It is a branch of digital forensic science pertaining to evidence found in computers and digital storage media. The goal of computer forensics is to examine digital media in a forensically sound manner with the aim of identifying, preserving, recovering, analyzing and presenting facts and opinions about the digital information.
Although it is most often associated with the investigation of a wide variety of computer crime, computer forensics may also be used in civil proceedings. The discipline involves similar techniques and principles to data recovery, but with additional guidelines and practices designed to create a legal audit trail.
Evidence from computer forensics investigations is usually subjected to the same guidelines and practices of other digital evidence. It has been used in a number of high-profile cases and is becoming widely accepted as reliable within court systems.
It is the preservation, identification, extraction, interpretation, and documentation of computer evidence, to include the rules of evidence, legal processes, integrity of evidence, factual reporting of the information found, and providing expert opinion in a court of law or other legal and/or administrative proceeding as to what was found
Benefits
Losses caused as a result of computer crimes have contributed to an invigorated interest in computer forensics. Computer forensics offers the following benefits
- Ensures the overall integrity and continued existence of an organization’s computer system and network infrastructure.
- Helps the organization capture important information if their computer systems or networks are com-promised. It also helps prosecute the case, if the criminal is caught.

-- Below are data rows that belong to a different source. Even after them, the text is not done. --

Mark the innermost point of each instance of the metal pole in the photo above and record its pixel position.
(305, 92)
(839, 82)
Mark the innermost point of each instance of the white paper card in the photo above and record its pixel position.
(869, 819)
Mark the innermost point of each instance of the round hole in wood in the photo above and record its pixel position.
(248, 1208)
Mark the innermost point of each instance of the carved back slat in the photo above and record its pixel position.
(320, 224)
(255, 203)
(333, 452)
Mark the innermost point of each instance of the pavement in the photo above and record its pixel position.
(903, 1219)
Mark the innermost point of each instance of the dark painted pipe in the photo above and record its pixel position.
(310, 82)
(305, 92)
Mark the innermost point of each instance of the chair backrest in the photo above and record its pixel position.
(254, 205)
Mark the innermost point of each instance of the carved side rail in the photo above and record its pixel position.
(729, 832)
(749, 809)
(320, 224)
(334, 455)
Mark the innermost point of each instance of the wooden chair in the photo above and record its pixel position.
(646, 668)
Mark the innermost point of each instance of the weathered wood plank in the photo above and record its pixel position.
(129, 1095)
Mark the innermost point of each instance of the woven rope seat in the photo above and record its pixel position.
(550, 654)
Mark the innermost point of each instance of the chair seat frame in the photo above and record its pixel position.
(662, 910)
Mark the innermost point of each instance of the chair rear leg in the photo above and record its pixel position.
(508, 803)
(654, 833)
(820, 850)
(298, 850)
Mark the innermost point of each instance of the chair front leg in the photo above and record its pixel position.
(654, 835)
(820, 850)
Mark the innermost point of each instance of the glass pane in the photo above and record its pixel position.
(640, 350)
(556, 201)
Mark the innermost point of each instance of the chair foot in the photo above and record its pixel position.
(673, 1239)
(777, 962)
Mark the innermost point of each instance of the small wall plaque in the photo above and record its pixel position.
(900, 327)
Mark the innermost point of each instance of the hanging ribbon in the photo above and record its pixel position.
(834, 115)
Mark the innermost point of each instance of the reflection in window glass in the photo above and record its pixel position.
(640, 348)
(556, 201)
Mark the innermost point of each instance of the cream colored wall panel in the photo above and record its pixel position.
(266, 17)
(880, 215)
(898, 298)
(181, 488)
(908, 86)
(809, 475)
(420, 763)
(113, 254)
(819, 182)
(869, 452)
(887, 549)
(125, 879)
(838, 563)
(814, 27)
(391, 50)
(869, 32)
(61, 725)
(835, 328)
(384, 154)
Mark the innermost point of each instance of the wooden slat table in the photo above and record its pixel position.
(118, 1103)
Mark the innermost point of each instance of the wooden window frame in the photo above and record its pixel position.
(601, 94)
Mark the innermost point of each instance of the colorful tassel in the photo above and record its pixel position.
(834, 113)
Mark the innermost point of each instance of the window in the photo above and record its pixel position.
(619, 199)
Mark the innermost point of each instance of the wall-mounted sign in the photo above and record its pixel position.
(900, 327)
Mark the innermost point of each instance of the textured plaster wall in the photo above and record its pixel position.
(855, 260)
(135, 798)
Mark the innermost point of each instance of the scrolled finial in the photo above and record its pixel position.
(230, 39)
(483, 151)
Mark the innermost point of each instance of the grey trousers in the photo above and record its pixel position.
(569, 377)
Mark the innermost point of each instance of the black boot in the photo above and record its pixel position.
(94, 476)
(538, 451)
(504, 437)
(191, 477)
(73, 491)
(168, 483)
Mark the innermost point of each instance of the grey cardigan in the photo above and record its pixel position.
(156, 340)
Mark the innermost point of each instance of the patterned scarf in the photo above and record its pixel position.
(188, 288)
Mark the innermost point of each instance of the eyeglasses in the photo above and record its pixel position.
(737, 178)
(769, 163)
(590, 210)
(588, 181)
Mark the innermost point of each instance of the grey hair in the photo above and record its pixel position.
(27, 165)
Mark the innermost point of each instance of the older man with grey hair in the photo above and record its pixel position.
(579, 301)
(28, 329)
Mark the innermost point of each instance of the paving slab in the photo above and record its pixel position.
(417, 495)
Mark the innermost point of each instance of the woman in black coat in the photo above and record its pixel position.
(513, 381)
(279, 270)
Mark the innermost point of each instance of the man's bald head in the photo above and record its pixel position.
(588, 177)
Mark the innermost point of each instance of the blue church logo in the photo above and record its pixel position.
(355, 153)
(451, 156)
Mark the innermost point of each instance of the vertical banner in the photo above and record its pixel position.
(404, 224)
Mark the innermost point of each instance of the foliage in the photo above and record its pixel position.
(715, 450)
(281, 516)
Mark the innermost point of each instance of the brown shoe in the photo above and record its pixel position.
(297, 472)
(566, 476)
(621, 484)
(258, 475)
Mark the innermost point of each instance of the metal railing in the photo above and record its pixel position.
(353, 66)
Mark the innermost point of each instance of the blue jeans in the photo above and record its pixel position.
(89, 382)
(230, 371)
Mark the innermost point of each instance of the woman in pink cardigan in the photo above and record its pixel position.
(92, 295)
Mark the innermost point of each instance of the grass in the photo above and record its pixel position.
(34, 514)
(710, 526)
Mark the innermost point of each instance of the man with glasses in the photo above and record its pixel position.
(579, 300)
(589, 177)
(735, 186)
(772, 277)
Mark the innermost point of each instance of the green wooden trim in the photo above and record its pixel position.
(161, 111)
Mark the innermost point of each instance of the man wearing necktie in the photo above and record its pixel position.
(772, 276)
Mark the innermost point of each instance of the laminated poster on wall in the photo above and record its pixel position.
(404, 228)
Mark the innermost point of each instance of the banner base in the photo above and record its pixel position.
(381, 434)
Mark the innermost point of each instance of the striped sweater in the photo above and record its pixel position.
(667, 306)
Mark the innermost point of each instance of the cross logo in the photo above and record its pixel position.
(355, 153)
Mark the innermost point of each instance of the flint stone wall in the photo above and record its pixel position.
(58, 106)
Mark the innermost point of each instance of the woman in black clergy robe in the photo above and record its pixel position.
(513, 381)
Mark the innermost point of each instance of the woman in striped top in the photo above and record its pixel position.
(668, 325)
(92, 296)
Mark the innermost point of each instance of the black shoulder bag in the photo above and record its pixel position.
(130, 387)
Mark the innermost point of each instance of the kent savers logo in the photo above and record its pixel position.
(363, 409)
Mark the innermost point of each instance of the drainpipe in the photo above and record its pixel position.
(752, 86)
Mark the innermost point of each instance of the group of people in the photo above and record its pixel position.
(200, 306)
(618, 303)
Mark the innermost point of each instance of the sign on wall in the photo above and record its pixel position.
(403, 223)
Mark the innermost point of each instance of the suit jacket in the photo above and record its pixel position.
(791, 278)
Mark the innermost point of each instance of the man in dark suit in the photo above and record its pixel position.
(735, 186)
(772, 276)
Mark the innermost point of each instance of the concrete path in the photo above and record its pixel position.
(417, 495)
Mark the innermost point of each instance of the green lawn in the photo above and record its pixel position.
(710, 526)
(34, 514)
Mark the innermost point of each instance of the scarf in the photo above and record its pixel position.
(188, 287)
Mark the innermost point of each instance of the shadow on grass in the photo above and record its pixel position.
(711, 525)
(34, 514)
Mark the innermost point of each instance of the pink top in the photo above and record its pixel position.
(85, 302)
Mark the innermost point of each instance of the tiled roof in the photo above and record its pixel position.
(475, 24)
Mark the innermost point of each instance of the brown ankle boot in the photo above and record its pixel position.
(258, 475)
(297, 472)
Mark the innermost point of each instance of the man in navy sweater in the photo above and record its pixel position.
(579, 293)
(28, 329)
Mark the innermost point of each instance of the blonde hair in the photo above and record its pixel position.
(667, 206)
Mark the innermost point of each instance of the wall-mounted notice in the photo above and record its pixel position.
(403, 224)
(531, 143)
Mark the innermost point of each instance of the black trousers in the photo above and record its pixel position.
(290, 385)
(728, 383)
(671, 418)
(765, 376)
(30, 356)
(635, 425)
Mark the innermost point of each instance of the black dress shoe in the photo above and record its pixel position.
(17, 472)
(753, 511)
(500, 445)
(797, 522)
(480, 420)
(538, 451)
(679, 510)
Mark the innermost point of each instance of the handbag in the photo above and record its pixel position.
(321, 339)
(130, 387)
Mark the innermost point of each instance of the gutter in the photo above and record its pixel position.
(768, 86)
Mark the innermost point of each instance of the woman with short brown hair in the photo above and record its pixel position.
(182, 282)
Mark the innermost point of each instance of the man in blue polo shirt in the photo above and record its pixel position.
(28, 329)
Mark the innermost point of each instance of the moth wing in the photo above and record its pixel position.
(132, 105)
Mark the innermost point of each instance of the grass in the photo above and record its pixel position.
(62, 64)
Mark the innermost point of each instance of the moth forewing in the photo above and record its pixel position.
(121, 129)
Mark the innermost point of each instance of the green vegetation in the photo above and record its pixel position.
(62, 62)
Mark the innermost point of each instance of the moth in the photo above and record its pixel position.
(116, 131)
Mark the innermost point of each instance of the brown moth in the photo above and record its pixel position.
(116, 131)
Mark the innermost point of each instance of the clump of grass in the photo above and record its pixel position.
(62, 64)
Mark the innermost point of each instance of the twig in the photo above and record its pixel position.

- Extracts, processes, and interprets the actual evidence in order to prove the attacker’s actions and the organization’s innocence in court.
- Efficiently tracks down cyber criminals and terrorists from different parts of the world. Cyber criminals and terrorists that use the Internet as a communication medium can be tracked down and their plans known. IP addresses play a vital role in determining the geographical position of terrorists.
- Saves the organization money and valuable time. Many managers allocate a large portion of their IT budget for computer and network security.
- Tracks complicated cases such as child pornography and e-mail spamming.